Store the script in some temporary directory. Edit it to describe the process you would like to generate. Then execute command:

./make_gen

The script will run and when done it will create a file with extension "run". It is a plain text file with run information. have a look at it. It will contain the generator job name.

Check when the generator job is finished and when it is done you can submit children jobs.

You do not need to wait with children jobs submission until generator job is completed, but it is a good practide to wait. The generator job may crash and should this happen you will have to kill all children jobs.

How to submit children jobs.


Once the generator job is done and archieved you can submit its children jobs. In the directory where you submit jobs you should have a file with extension *.run with the run information and a coresponding mc_runjob script file. The mc_runjob script file will have the same name as run information file but with extension ".script" appended to it. You do not need to edit any of those files. In fact do not even think about editing them!

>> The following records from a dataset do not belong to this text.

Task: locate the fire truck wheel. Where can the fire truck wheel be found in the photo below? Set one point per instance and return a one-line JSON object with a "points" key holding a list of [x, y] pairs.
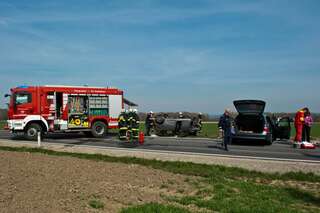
{"points": [[87, 133], [99, 129], [32, 130]]}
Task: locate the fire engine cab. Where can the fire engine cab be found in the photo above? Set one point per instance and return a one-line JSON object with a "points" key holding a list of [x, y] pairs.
{"points": [[92, 110]]}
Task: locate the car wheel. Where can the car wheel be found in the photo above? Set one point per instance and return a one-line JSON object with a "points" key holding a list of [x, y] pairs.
{"points": [[31, 132], [99, 129]]}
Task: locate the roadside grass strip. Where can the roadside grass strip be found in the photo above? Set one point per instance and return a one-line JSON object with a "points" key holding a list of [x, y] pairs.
{"points": [[210, 130], [154, 207], [218, 188]]}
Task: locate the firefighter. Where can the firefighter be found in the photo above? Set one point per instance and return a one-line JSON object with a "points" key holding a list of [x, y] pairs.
{"points": [[225, 124], [149, 123], [298, 123], [200, 121], [179, 124], [133, 123], [123, 124]]}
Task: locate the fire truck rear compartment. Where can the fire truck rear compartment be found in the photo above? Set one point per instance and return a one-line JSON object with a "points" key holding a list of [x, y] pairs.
{"points": [[59, 104]]}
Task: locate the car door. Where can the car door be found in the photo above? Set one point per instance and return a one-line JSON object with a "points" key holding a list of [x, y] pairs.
{"points": [[283, 128]]}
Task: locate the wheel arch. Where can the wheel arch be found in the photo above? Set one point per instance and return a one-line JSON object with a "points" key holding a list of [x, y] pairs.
{"points": [[38, 120], [104, 120]]}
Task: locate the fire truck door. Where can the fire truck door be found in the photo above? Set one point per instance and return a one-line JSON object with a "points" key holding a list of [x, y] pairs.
{"points": [[59, 104], [23, 103]]}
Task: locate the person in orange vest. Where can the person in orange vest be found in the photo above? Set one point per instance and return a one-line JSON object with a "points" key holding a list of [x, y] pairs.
{"points": [[298, 123]]}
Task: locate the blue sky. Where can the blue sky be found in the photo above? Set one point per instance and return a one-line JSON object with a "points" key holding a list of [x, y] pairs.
{"points": [[168, 55]]}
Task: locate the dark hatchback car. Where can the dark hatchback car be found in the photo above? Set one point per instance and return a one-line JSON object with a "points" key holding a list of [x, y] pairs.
{"points": [[252, 124]]}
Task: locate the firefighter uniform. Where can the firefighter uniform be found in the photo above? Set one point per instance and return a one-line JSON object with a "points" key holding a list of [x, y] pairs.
{"points": [[133, 124], [123, 125], [298, 123]]}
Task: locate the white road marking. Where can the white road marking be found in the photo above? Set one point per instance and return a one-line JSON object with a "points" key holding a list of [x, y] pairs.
{"points": [[178, 152]]}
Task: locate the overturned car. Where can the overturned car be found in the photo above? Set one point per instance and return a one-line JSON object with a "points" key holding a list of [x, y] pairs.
{"points": [[164, 126]]}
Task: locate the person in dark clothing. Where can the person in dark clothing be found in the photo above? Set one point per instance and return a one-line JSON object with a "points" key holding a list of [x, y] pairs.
{"points": [[225, 124], [149, 123]]}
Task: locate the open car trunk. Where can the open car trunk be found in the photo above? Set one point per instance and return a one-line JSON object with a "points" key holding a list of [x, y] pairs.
{"points": [[249, 123]]}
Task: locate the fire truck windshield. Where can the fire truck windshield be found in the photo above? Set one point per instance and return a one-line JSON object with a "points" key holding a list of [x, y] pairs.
{"points": [[22, 98]]}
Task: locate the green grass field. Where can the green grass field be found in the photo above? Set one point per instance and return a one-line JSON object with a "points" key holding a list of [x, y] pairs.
{"points": [[217, 188], [211, 130]]}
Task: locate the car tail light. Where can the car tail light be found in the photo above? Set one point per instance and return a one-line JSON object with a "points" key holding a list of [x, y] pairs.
{"points": [[265, 130]]}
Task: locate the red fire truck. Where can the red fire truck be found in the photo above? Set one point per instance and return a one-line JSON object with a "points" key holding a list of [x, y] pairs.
{"points": [[92, 110]]}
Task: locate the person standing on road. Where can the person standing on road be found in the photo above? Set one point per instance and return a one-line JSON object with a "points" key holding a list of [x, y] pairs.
{"points": [[149, 123], [308, 121], [298, 123], [225, 124]]}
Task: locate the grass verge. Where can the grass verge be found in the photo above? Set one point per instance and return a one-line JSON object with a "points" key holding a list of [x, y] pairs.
{"points": [[186, 168], [222, 189], [210, 130], [96, 204], [154, 207]]}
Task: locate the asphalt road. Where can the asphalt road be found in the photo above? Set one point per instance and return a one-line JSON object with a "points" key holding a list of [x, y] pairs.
{"points": [[281, 150]]}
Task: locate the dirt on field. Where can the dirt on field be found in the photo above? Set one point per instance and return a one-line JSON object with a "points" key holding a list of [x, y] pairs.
{"points": [[31, 182]]}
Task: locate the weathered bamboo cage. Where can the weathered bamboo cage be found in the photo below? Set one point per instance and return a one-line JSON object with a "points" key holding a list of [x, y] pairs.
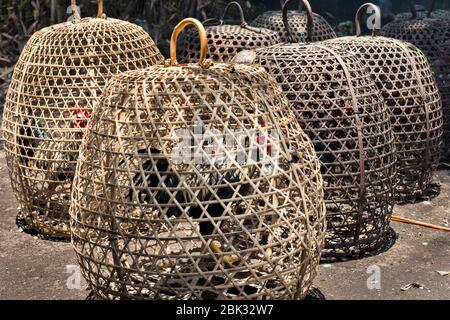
{"points": [[404, 76], [273, 20], [54, 88], [225, 40], [163, 208], [421, 12], [341, 109], [429, 35]]}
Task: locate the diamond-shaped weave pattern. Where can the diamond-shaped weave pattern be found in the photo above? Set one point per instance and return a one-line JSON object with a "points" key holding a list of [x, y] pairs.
{"points": [[55, 86], [405, 78], [341, 109], [149, 225], [430, 36], [273, 20]]}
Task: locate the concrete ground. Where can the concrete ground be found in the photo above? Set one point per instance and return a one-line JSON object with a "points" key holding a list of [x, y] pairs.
{"points": [[37, 269]]}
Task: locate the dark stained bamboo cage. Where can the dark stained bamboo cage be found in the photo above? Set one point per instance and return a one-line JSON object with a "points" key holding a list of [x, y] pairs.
{"points": [[341, 109], [404, 76], [429, 35], [421, 12], [273, 20], [55, 86], [196, 182], [225, 40]]}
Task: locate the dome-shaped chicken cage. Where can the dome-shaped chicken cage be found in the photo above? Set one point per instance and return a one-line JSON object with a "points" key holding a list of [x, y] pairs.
{"points": [[54, 88], [225, 40], [341, 109], [273, 20], [404, 76], [417, 11], [429, 35], [196, 182]]}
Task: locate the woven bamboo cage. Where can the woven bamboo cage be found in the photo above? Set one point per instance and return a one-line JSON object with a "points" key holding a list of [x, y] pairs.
{"points": [[196, 182], [225, 40], [421, 12], [54, 88], [404, 76], [341, 109], [429, 35], [273, 20]]}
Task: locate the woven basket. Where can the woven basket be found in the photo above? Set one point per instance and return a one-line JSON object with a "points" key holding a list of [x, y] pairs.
{"points": [[341, 109], [55, 86], [405, 78], [225, 41], [196, 182], [420, 12], [273, 20], [429, 35]]}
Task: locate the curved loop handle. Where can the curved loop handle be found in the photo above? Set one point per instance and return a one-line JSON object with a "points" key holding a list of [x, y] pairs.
{"points": [[412, 7], [300, 5], [241, 13], [203, 62], [361, 11], [310, 22], [75, 12]]}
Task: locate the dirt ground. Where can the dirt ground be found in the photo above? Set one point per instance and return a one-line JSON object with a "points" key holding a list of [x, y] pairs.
{"points": [[36, 269]]}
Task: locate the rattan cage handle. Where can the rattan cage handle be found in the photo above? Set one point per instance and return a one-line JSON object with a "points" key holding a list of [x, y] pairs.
{"points": [[432, 8], [412, 7], [203, 62], [241, 13], [300, 5], [310, 22], [359, 14], [75, 12]]}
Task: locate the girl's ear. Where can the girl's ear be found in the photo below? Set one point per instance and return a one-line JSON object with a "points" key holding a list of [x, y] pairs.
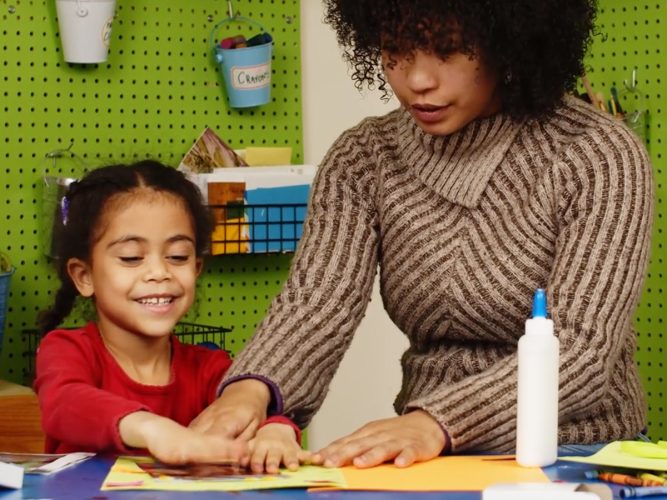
{"points": [[81, 276]]}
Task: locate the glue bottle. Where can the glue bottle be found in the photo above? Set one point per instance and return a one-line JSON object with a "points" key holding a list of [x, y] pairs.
{"points": [[537, 394]]}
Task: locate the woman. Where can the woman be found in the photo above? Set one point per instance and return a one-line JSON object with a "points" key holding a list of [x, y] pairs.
{"points": [[488, 183]]}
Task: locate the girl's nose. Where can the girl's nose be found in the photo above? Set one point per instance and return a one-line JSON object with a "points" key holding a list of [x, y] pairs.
{"points": [[157, 269]]}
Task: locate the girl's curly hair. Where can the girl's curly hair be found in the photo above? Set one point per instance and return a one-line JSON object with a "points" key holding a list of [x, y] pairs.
{"points": [[536, 47]]}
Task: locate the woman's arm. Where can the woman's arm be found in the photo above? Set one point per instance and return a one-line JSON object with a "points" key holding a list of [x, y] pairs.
{"points": [[310, 324]]}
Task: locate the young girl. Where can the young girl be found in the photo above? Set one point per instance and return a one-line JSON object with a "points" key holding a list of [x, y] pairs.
{"points": [[132, 239]]}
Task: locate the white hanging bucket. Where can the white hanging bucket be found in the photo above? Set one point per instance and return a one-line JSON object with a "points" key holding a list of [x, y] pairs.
{"points": [[85, 29]]}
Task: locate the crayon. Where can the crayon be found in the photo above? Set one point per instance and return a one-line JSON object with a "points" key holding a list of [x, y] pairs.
{"points": [[650, 491], [652, 478], [618, 478]]}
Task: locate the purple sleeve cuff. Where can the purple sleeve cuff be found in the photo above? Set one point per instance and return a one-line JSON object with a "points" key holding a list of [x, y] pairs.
{"points": [[447, 449], [276, 403]]}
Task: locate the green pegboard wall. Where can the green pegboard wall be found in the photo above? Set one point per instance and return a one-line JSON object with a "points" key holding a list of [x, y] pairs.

For example, your run information file could be qcd-incl-0.5-PtGt5.0-50000-xxx.run  and the mc_runjob file qcd-incl-0.5-PtGt5.0-50000-xxx.run.script .

To start a run you should execute start_run script from directory ....

python start_run [run_type] logfile

The run_type parameter must be one of the following: D, DSR, DSRA depending whether you would like to submit d0gstar only, d0gstar+sim+reco or full d0gstar+sim+reco+recoanalyze production. logfile is the name of run information logfile (for example qcd-incl-0.5-PtGt5.0-50000-xxx.run). You can submit more than one run in one command and you can use wildcards in the logfile names.

The start_run script will read the run information files, it will decode from them the generator file name, number of events to be generated and then if will start submitting the children jobs. After each child job is submitted its name will be appended to the run information file. This is a rather slow script, so be prepared that it will run for a while.

Once you are cone, the run information file will contain names of all jobs used in this run. At this stage you must manually move the run information file to the directory where the bookeeper expects to find run information files. Once this is done your run information will appear on the bookeeper WWW page after next update.